NUTS (full Bayesian posterior)¶
import torch
from quivers.dsl import load
from quivers.inference import MCMC, NUTSKernel
from quivers.stochastic.deduction import nuts_program_from_deduction
torch.manual_seed(0)
prog = load("docs/examples/source/multimodal_tlg.qvr")
ded = prog.deductions["MMTLG"]
corpus = [["the", "dog", "barks"]] * 4
model, x, observations = nuts_program_from_deduction(
ded, corpus, prior_scale=1.0,
)
kernel = NUTSKernel(step_size=0.1, max_tree_depth=4, target_accept=0.8)
mc = MCMC(kernel, num_warmup=50, num_samples=50, num_chains=2)
result = mc.run(model, x, observations)
print("acceptance:", float(result.acceptance_rates.mean()))
print("divergences:", int(result.divergence_counts.sum()))
posterior_means = {
name: float(samples.mean()) for name, samples in result.samples.items()
}
print("posterior mean log-weights:", posterior_means)
nuts_program_from_deduction lifts every learnable parameter of the
deduction into a Normal(0, σ) sample
site and adds the corpus log-marginal \(\log Z\) to the joint via a
score step. The standard
NUTSKernel drives the
posterior \(p(\mathbf{w} \mid s_1, \ldots, s_N) \propto p(\mathbf{w})
\cdot \prod_n Z(s_n; \mathbf{w})\). The same Bayesian object
bayesian_regression fits, with the chart
total in place of the Gaussian likelihood.
Categorical Perspective¶
The diamond ◇ acts as a monad on the category of formulas: its unit η : X → ◇X (modal introduction) lifts any formula into the modal regime, and its multiplication μ : ◇(◇X) → ◇X (idempotence) collapses nested modals when the corresponding structural rule is licensed. The standard Lambek calculus is the internal language of a residuated monoidal category with no extra structure.

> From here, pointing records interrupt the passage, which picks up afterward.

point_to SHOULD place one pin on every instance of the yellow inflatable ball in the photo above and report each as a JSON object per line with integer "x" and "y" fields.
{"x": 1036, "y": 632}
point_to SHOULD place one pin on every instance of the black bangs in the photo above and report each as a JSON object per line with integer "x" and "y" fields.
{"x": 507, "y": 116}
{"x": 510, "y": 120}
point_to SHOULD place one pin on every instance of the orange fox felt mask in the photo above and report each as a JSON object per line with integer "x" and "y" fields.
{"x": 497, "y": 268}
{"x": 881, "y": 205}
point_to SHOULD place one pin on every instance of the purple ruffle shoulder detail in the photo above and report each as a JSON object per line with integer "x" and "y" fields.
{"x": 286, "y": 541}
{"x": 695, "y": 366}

Adding the diamond monad and licensing modal structural rules permits controlled relaxation of resource sensitivity: inside the monad, structural rules like exchange, weakening, and contraction become available without contaminating the surrounding linear context.
Linguistic Applications¶
Multimodal type-logical grammar handles cases where strict linearity must be relaxed:
- Extraction and long-range dependencies: extracted elements marked as modal can permute with intermediate functors, threading through multiple clause boundaries (wh-questions, relative clauses).
- Non-constituent coordination: modal operators can license extracting a common context, letting two fragments coordinate even if they are not standard constituents.
- Gapping: a gapped functor with a modal type can be reused across a coordination boundary.